“In books I have traveled, not only to other worlds, but into my own. I learned who I was and who I wanted to be, what I might aspire to, and what I might dare to dream about my world and myself. More powerfully and persuasively than from the ‘shalt nots’ of the Ten Commandments, I learned the difference between good and evil, right and wrong. One of my favorite childhood books, A Wrinkle in Time, described that evil, that wrong, existing in a different dimension from our own. But I felt that I, too, existed much of the time in a different dimension from everyone else I knew. There was waking, and there was sleeping. And then there were books, a kind of parallel universe in which anything might happen and frequently did, a universe in which I might be a newcomer but was never really a stranger. My real, true world. My perfect island.”

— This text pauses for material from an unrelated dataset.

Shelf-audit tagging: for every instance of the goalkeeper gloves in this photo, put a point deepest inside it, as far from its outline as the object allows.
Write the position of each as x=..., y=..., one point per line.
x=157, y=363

-Anna Quindlen, 'How Reading Changed My Life.'
This relates the powerful impact of fiction on the imagination and heart of the reader. It illustrates the phenomenon of entering a story-world via imagination, which world affects the entrant as surely as the world from which he came.
The Ten Commandments and derivative principles should not be replaced by the good lessons from fiction (novels, short stories, plays, etc), but such fiction does serve to offer them up in ways that are quite influential and inspirational. Caution is due, however, as that fiction must be informed not from human imagination and social mores as though they are autonomous, but from an imagination and culture that is imbued with and acquiescent to the revelation of God through the scriptures.